Cathedral Range from Lembert Dome; by Tom Hilton, on Flickr

Camp 117

[Today] we celebrated by riding down the river a few miles and climbing a smooth granite dome for bearings, for we hope to work up a map of this region, of which no map has ever been made. The one you have is entirely incorrect, being made by guess. The view from this granite dome would be a grand one for a painter, although not so grand as those farther south that I have described. We are eight hundred feet above the river—for a foreground we have a series of smooth, low, granite domes, with the grassy flats by them, with a cascade of the Tuolumne in front, a dark pine forest beyond stretching up against the slopes, while beyond and above are sharp granite pinnacles destitute of trees and streaked with snow. Two peaks were especially fine—Unicorn Peak, a sharp needle over eleven thousand feet high, and Cathedral Peak, about the same height—the latter something the shape of a huge cathedral.
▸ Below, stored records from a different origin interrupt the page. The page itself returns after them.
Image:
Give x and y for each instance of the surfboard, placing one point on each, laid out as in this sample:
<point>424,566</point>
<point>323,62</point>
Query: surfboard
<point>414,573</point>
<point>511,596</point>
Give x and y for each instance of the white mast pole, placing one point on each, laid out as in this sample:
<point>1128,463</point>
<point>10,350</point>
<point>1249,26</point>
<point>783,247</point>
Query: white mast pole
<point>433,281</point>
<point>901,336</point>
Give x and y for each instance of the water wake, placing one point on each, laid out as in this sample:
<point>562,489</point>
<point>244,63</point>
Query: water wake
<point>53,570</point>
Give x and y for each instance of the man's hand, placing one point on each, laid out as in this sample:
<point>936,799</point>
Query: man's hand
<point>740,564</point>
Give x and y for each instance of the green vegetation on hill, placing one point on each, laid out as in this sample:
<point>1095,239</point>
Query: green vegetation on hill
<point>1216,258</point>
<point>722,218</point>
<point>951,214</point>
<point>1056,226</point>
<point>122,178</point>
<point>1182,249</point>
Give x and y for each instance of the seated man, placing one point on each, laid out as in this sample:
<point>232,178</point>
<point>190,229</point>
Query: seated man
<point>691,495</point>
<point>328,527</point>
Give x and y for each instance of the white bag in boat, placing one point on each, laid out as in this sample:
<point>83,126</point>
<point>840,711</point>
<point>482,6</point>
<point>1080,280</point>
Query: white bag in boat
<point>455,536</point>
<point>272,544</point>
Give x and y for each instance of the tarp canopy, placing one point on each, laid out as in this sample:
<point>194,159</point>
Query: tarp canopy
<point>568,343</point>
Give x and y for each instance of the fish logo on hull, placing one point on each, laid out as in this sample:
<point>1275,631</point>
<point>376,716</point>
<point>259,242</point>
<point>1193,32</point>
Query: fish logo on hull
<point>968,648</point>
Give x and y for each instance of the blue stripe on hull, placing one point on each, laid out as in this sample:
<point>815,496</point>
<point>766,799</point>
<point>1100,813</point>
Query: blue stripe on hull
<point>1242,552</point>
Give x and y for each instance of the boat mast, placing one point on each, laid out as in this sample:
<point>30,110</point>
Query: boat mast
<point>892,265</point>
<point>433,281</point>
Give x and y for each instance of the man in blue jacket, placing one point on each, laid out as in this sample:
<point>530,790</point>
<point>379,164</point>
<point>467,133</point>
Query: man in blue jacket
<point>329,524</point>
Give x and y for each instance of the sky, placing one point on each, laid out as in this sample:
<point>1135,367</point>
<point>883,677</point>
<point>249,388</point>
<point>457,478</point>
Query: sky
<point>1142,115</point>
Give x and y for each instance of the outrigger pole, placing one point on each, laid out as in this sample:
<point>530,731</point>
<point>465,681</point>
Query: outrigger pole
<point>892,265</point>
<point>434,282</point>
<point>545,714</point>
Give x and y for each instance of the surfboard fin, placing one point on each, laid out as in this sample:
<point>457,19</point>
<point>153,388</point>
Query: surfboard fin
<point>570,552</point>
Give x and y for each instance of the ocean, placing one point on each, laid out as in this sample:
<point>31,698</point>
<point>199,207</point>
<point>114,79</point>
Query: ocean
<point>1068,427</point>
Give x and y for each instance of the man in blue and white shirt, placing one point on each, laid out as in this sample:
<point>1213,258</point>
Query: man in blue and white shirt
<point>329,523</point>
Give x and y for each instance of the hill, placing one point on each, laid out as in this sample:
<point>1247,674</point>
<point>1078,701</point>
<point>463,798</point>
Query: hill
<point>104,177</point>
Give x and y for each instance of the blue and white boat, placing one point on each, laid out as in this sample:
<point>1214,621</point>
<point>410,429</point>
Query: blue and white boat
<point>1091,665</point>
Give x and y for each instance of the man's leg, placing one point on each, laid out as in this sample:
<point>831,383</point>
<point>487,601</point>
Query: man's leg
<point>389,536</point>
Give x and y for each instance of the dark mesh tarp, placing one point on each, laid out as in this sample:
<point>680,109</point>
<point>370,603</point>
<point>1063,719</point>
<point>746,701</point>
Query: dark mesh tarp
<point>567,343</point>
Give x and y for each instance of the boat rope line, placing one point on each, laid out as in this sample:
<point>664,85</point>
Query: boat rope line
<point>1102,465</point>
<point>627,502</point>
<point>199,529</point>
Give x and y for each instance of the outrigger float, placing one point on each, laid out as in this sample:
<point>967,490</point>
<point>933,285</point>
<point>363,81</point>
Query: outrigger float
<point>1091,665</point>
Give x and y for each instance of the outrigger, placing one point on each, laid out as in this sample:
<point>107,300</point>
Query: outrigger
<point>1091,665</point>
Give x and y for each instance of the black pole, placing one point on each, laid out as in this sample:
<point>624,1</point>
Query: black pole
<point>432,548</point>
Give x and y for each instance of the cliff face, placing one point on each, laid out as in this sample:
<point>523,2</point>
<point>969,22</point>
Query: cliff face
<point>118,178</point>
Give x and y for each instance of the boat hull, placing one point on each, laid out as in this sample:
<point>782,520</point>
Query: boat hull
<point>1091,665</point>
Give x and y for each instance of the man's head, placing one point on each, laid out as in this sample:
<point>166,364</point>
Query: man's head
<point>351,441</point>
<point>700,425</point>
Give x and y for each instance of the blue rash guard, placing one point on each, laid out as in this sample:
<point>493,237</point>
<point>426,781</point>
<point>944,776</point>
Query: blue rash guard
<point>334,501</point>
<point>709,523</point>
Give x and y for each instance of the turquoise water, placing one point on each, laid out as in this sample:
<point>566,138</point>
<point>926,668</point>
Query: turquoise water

A great glacier once formed far back in the mountains and passed down the valley, polishing and grooving the rocks for more than a thousand feet up on each side, rounding the granite hills into domes. It must have been as grand in its day as any that are now in Switzerland. But the climate has changed, and it has entirely passed away. There is now no glacier in this state—the climatic conditions do not exist under which any could be formed.

Mountain Pretty Face

Triteleia ixioides; by Tom Hilton, on Flickr

We rode back early, ate a tremendous dinner of preserved chicken, in regard to the day we celebrate. In the evening we built a tremendous bonfire of dead trees, but there were only the two of us to enjoy it.

Specimens collected: Triteleia ixioides subsp. anilina; Streptanthus tortuosus; Carex whitneyi; Eleocharis macrostachya; Eleocharis quinqueflora; Carex vesicaria var. vesicaria; Hippuris vulgaris; Hackelia micrantha; Delphinium depauperatum; Polygonum bistortoides; Achillea millefolium.